Free Ships: The Restoration of the American Carrying Trade
BY JOHN CODMAN.
It may seem surprising that an American House of Representatives should have been so ignorant of the meaning of a common word as to apply the term commerce to the carrying trade, when in the session of 1869 it commissioned Hon. John Lynch, of Maine, and his associated committee to investigate the cause of the decadence of American commerce, and to suggest a remedy by which it might be restored.
But, it was not more strange than that this committee really appointed to look into the carrying trade to which the misnomer commerce was so inadvertently applied, should have entirely ignored its duty by constituting itself into an eleemosynary body for the bestowal of national charity upon shipbuilders. Its Report fell dead upon the floor of the House, and was so ridiculed in the Senate that when a motion was made to lay the bill for printing it upon the table, Mr. Davis, of Kentucky, suggested, as an amendment, that it be kicked under it. Nevertheless, the huge volume of irrelevant testimony was published for the benefit of two great home industries—paper making and printing.
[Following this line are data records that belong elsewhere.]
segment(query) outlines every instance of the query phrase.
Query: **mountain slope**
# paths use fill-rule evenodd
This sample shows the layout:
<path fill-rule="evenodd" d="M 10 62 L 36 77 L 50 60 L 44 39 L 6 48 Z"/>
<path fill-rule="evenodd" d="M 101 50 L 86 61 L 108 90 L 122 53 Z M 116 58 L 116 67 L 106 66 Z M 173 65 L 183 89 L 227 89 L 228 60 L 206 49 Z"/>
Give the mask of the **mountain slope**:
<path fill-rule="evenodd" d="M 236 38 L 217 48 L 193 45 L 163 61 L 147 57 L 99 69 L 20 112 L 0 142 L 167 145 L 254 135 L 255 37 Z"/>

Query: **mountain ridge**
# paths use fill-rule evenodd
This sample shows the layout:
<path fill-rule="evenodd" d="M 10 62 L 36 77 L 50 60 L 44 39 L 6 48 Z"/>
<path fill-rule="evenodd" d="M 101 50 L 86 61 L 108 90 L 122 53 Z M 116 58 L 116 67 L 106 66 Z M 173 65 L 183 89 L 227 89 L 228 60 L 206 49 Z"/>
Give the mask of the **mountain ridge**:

The theory of this committee was that the Rebellion had destroyed another industry nearly as remote from the proper subject of inquiry as either of these. These gentlemen concluded
that shipbuilding was becoming extinct, because the Confederate cruisers had destroyed many of our ships—a reason ridiculously absurd, in view of the corollary that the very destruction of those vessels should have stimulated reproduction. Since that abortive attempt to steal bounties from the Treasury for the benefit of a favored class of mechanics, Government, occupied with matters deemed of greater importance, has totally neglected our constantly diminishing mercantile marine.
By refusing to repeal the law that represses it, it may truly be said that had every ingenuity been devised to accomplish its destruction, its tendency to utter annihilation could not have been more certainly assured than it has been by this obstinate neglect.